Em Mar Inquieto, seu primeiro longa solo, o diretor gaúcho Fernando Martelli se propõe uma tarefa em que o cinema nacional não tem se mostrado, em geral, tão eficiente até aqui – realizar um thriller com um leve toque sobrenatural. A realização atabalhoada apenas confirma que continuaremos esperando por bons filmes nacionais do gênero.
Com roteiro assinado por Martelli (que também é escritor) e Tiago Rezende, o filme acompanha as desventuras de Anita (Rita Guedes), uma ex-drogada que foi tirada do vício por Vitorino (Daniel Bastreghi), um delegado que se torna seu marido. Vitorino é um homem violento, que bate na mulher e força relações sexuais, transformando em pesadelo a esperança de Anita neste relacionamento.
Paralelamente ao drama familiar, Anita ouve vozes que parecem vir do mar – ela mora numa casa isolada junto à praia.
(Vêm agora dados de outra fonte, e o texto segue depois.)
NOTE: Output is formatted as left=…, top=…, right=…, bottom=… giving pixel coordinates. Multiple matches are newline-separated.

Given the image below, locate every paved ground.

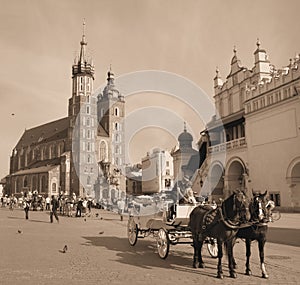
left=0, top=206, right=300, bottom=285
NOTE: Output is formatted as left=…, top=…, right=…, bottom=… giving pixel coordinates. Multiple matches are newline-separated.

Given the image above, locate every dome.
left=178, top=123, right=193, bottom=148
left=178, top=130, right=193, bottom=142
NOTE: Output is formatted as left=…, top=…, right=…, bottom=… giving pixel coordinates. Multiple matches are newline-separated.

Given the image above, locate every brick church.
left=6, top=26, right=125, bottom=200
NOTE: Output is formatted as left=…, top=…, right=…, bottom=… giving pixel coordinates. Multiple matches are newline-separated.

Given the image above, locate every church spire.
left=79, top=19, right=87, bottom=63
left=72, top=20, right=94, bottom=79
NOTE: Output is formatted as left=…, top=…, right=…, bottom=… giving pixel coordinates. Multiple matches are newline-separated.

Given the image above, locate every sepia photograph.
left=0, top=0, right=300, bottom=285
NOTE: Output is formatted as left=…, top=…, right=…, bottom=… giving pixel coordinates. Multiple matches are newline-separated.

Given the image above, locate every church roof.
left=12, top=165, right=57, bottom=176
left=16, top=117, right=70, bottom=149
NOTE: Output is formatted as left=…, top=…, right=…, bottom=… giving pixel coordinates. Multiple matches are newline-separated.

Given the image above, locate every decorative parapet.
left=208, top=137, right=247, bottom=153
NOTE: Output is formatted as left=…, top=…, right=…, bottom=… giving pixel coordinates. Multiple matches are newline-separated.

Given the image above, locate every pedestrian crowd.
left=1, top=190, right=95, bottom=223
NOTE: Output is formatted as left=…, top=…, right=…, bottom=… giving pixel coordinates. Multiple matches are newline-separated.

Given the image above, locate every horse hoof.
left=230, top=272, right=237, bottom=278
left=245, top=270, right=252, bottom=276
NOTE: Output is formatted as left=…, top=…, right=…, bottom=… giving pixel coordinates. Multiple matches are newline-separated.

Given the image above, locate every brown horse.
left=189, top=191, right=250, bottom=278
left=233, top=191, right=269, bottom=278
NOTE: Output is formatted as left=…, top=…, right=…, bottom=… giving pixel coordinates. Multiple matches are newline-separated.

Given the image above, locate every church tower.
left=68, top=23, right=97, bottom=197
left=97, top=67, right=126, bottom=200
left=97, top=67, right=125, bottom=169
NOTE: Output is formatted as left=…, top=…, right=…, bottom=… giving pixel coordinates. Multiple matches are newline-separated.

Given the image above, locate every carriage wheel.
left=207, top=238, right=218, bottom=258
left=271, top=211, right=281, bottom=222
left=157, top=229, right=170, bottom=259
left=127, top=217, right=138, bottom=246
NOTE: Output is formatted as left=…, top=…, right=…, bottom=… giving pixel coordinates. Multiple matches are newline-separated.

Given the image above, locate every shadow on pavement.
left=7, top=217, right=50, bottom=224
left=83, top=236, right=227, bottom=277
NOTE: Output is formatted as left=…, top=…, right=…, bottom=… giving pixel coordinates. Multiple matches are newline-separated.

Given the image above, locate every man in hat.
left=50, top=195, right=59, bottom=223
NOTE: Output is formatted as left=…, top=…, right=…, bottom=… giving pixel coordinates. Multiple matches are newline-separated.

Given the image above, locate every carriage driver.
left=177, top=175, right=197, bottom=205
left=168, top=175, right=197, bottom=221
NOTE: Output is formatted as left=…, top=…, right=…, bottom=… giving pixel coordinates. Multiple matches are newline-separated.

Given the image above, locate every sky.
left=0, top=0, right=300, bottom=178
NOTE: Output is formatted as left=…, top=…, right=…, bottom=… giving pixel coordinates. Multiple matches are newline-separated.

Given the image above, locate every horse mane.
left=222, top=193, right=236, bottom=220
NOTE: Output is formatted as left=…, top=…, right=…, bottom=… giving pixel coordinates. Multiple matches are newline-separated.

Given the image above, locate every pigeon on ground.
left=62, top=245, right=68, bottom=253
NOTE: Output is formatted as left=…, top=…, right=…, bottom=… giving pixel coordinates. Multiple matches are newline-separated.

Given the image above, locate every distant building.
left=171, top=123, right=199, bottom=181
left=194, top=41, right=300, bottom=207
left=6, top=23, right=125, bottom=199
left=142, top=148, right=174, bottom=194
left=126, top=164, right=142, bottom=195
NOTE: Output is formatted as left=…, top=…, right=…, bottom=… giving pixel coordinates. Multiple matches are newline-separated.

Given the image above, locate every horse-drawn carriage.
left=127, top=196, right=218, bottom=259
left=127, top=191, right=280, bottom=278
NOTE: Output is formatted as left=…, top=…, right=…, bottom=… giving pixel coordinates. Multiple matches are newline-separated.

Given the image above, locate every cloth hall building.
left=6, top=27, right=125, bottom=200
left=193, top=41, right=300, bottom=209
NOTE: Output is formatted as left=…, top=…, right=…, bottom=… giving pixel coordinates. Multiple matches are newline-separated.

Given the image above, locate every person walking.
left=46, top=196, right=51, bottom=211
left=23, top=193, right=30, bottom=220
left=117, top=199, right=125, bottom=221
left=50, top=195, right=59, bottom=223
left=76, top=198, right=83, bottom=217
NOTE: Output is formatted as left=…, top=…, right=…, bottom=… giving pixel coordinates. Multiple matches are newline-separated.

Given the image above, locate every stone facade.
left=6, top=25, right=125, bottom=199
left=194, top=41, right=300, bottom=207
left=142, top=148, right=174, bottom=194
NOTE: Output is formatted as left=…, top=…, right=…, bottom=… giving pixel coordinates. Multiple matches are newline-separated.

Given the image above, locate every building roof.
left=12, top=165, right=58, bottom=176
left=16, top=117, right=70, bottom=149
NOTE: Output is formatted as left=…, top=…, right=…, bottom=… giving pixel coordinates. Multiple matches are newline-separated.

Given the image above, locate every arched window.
left=23, top=176, right=28, bottom=188
left=39, top=176, right=48, bottom=192
left=52, top=183, right=56, bottom=193
left=100, top=141, right=106, bottom=161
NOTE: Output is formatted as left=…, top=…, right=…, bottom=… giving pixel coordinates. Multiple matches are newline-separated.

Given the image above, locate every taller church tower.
left=68, top=23, right=97, bottom=197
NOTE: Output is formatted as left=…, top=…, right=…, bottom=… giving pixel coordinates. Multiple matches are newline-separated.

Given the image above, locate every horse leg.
left=232, top=238, right=237, bottom=269
left=198, top=235, right=205, bottom=268
left=217, top=239, right=224, bottom=279
left=245, top=239, right=252, bottom=276
left=193, top=234, right=204, bottom=268
left=258, top=239, right=269, bottom=279
left=193, top=234, right=199, bottom=268
left=226, top=240, right=237, bottom=278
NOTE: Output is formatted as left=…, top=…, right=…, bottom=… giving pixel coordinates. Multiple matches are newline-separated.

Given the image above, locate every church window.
left=52, top=183, right=56, bottom=192
left=87, top=77, right=90, bottom=92
left=100, top=141, right=106, bottom=161
left=23, top=176, right=28, bottom=188
left=228, top=94, right=233, bottom=114
left=87, top=154, right=92, bottom=163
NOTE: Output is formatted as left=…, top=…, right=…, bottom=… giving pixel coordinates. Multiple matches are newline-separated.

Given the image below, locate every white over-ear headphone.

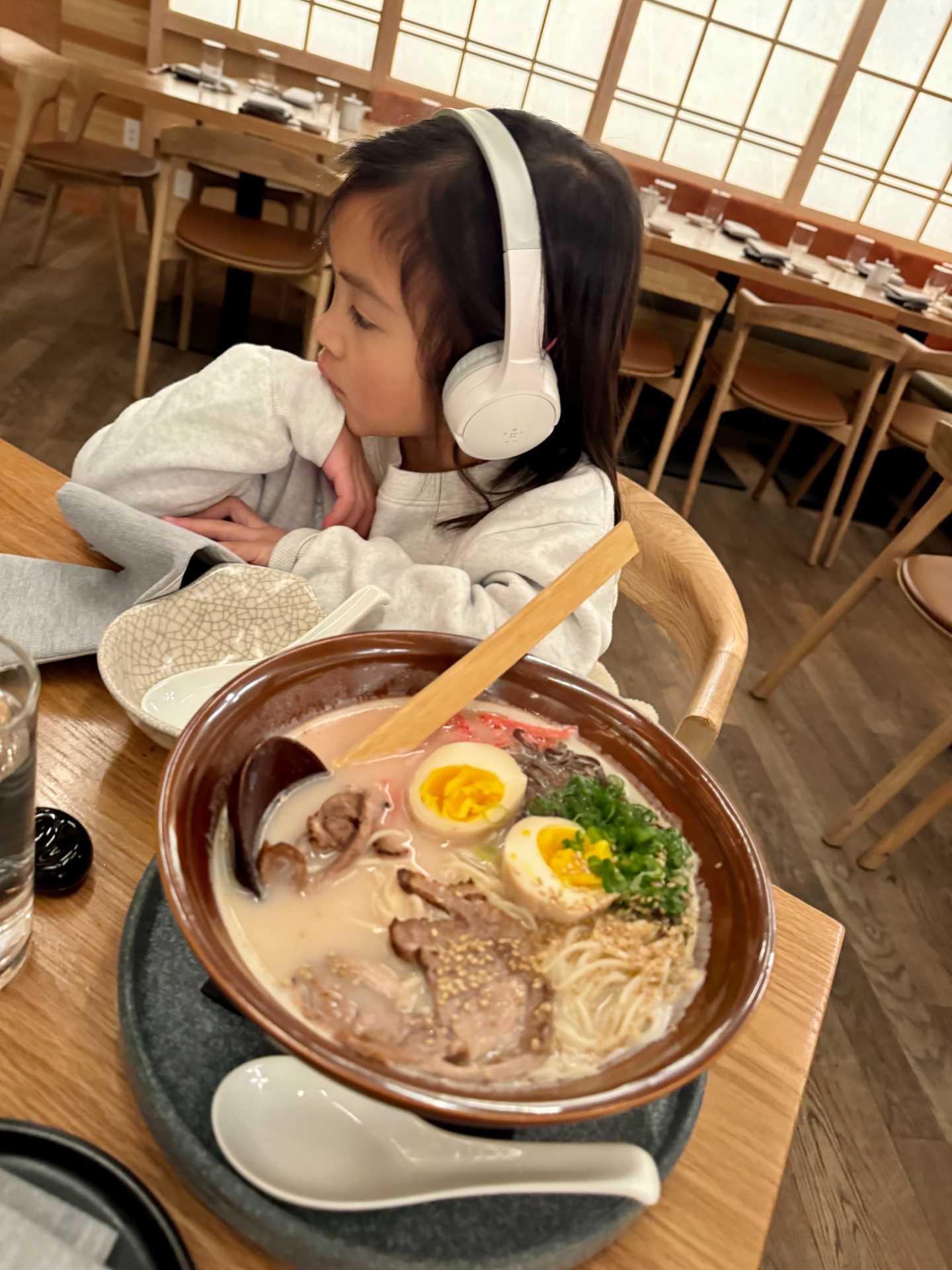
left=439, top=108, right=561, bottom=458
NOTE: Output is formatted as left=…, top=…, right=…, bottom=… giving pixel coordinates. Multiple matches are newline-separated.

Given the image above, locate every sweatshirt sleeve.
left=72, top=344, right=344, bottom=516
left=270, top=497, right=617, bottom=675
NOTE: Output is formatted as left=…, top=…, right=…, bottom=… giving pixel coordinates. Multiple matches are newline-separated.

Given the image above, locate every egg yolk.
left=420, top=763, right=505, bottom=824
left=536, top=824, right=612, bottom=888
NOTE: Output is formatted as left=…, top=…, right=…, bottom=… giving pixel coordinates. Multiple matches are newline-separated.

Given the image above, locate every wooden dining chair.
left=188, top=163, right=320, bottom=229
left=682, top=290, right=912, bottom=564
left=752, top=421, right=952, bottom=868
left=824, top=339, right=952, bottom=568
left=134, top=127, right=341, bottom=398
left=618, top=476, right=748, bottom=761
left=614, top=255, right=727, bottom=494
left=0, top=26, right=159, bottom=330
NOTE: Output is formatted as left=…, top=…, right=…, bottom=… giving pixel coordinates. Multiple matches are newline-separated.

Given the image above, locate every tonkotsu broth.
left=212, top=698, right=702, bottom=1080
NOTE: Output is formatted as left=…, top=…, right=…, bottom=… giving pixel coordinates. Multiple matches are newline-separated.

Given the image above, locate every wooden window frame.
left=149, top=0, right=952, bottom=261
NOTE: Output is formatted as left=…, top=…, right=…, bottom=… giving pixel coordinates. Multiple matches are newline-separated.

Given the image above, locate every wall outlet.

O fenômeno das vozes é uma das lendas locais, ao lado dos óvnis e do roubo de corpos do cemitério. Nada disso é apresentado consistentemente no filme, que falha, em primeiro lugar, na composição de um ambiente convincente. Mal se vê essa localidade junto à praia, onde vivem poucos moradores.
Um dos poucos ambientes mostrados em detalhes é o bar, comandado por Azevedo (Eri Johnson). E ali se juntam tipos sinistros da pior espécie, num lugar tenebroso, inclusive em termos de machismo.
A história entra em seu trecho mais complicado a partir de um assassinato, do qual Anita e sua melhor amiga Paula (Áurea Baptista) vão unir forças para apagar os vestígios. Depois disso, só piora em todos os sentidos, inclusive no de que a lista de cadáveres aumenta de forma inversamente proporcional à mais mínima lógica narrativa.
Muito fraco no desenvolvimento de suas situações e personagens, o filme não dá conta de um enredo no fundo bastante simples. Falta uma estruturação mais precisa dos elementos da história, inclusive os paranormais, que parecem jogados no meio dela e desaparecem à medida que o filme se encaminha para o final.